Fed’s Fisher Says Bond Yields Rising as Investors See QE WaningJeff Kearns
Federal Reserve Bank of Dallas President Richard Fisher, one of the Fed’s most vocal critics of bond purchases by the central bank, said government bond yields are rising amid recognition the buying will eventually end.
The Fed should taper purchases next month if economic reports remain favorable, Fisher said, adding employment is picking up and “the housing market has turned.” U.S. companies “are lean and mean and ready to go” with stronger balance sheets, Fisher said today in a television interview with Fox Business Network. He will vote on monetary policy next year.
“The market has come to realize that there’s no QE infinity,” Fisher said, referring to asset purchases known as quantitative easing. “The economy is improving. We’re seeing better numbers in the economy. You would expect to see a steepening of the yield curve.”
Treasury 10-year yields touched a two-year high of 2.86 percent today on speculation the Federal Open Market Committee will slow its large-scale asset purchases next month. Policy makers are weighing when to begin reducing monthly buying of $85 billion in bonds, which they have pledged to maintain until the job market improves substantially.
U.S. 10-year note yields rose six basis points, or 0.06 percentage point, to 2.83 percent as of 5:01 p.m. in New York. The Standard & Poor’s 500 Index fell 0.3 percent to 1,655.83 today to complete its biggest weekly decline since June.
“We have artificially suppressed rates,” Fisher said today. “This cannot go on forever.”
The FOMC will probably vote at its Sept. 17-18 meeting to taper the unprecedented stimulus program, according to 65 percent of economists surveyed by Bloomberg Aug. 9-13. The first step may be to taper monthly purchases by $10 billion to a $75 billion pace, according to the median estimate in the survey of 48 economists. They said buying will probably end by mid-2014.
Fisher and three other officials with varied voting records on monetary stimulus indicated greater willingness last week to begin tapering purchases, citing confidence the economy is accelerating.

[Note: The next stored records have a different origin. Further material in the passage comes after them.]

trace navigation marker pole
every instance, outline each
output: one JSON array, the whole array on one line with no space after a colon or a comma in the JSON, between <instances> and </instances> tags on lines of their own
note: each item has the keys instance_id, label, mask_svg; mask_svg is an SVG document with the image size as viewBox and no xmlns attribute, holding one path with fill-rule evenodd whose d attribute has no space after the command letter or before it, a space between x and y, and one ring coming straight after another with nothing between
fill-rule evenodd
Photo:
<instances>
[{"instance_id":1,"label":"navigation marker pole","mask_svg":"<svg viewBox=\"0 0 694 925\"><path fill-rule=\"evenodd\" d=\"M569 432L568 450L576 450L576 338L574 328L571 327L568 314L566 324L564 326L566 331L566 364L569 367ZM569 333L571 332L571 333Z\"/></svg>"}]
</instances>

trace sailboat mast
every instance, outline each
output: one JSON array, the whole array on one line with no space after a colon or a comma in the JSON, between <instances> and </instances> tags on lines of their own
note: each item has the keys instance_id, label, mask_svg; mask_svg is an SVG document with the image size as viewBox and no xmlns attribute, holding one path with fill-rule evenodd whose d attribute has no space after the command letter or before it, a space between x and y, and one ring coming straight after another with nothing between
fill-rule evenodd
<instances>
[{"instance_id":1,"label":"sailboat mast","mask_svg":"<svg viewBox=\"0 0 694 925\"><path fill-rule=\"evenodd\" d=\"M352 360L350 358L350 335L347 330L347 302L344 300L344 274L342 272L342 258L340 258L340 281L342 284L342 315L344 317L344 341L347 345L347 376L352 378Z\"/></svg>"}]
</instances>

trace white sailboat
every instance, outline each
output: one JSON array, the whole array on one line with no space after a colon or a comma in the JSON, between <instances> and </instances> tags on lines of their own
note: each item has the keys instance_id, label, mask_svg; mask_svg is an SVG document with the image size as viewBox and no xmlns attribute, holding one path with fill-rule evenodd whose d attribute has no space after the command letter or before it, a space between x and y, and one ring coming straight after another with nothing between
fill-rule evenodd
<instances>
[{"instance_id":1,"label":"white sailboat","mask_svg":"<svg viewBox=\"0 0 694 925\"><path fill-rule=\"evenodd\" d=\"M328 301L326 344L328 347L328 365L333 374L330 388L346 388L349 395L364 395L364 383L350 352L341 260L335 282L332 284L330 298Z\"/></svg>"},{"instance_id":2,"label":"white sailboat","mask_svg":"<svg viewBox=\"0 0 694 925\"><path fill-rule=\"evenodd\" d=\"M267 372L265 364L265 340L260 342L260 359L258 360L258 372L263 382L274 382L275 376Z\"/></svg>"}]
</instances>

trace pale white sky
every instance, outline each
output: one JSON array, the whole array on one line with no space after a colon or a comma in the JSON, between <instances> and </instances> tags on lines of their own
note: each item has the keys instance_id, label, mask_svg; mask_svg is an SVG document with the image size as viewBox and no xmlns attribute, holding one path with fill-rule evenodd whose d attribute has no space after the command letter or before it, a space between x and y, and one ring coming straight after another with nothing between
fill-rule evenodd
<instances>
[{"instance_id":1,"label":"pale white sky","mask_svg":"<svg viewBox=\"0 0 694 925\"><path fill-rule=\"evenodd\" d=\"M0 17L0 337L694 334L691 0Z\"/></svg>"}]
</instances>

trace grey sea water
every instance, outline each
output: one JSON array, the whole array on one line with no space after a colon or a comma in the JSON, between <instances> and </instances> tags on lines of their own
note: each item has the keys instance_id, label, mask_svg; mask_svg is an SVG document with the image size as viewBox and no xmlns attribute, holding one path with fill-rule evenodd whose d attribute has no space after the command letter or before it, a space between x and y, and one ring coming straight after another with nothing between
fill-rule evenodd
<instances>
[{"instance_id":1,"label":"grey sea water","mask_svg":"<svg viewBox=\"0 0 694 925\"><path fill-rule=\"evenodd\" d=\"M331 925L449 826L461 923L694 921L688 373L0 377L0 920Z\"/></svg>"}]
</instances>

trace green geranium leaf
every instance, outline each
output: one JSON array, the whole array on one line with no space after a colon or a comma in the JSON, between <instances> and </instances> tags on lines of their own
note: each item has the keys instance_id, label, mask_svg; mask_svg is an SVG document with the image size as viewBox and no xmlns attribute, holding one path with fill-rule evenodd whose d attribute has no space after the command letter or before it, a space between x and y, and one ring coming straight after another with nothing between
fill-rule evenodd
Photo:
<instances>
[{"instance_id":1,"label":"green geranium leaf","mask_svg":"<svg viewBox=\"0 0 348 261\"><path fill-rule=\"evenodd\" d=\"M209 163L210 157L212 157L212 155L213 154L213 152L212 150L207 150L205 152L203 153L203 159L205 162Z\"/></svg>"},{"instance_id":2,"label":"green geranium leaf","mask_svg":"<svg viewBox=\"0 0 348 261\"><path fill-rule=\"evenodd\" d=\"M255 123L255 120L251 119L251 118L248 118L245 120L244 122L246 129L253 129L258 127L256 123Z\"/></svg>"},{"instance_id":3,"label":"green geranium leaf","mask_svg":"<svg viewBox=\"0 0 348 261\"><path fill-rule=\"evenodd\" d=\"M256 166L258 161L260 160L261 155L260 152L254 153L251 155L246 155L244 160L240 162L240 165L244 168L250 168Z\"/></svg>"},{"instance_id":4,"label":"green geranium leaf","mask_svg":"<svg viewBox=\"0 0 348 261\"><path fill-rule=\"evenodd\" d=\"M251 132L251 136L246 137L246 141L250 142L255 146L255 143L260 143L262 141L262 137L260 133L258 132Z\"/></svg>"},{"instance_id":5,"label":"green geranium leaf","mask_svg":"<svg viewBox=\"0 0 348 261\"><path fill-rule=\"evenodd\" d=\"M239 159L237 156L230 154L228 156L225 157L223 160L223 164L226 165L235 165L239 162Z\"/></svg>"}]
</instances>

Chicago Fed President Charles Evans, a voting member of the policy making FOMC this year who dissented twice in 2011 in favor of easier policy, said he wouldn’t rule out a reduction at the Sept. 17-18 meeting.
The pace of job creation has slowed. Employers added 162,000 workers in July, the least in four months, while the jobless rate dropped to a four-year low 7.4 percent from 7.6 percent as more Americans left the labor force. Hourly earnings fell for the first time since October.
Gross domestic product rose at a 1.7 percent annualized rate in the second quarter, after a 1.1 percent gain in the first, Commerce Department data show.
By buying Treasuries and mortgage-backed securities, the Fed has pumped up its balance sheet to a record $3.65 trillion.
Fisher said in January that, with Fed assets growing, the potential costs of the asset purchases were outweighing the benefits. In March he said the purchases should be slowed as the housing market is “quite strong.”
Fisher, 64, has been president of the Dallas Fed since 2005. His district includes Texas, northern Louisiana and southern New Mexico.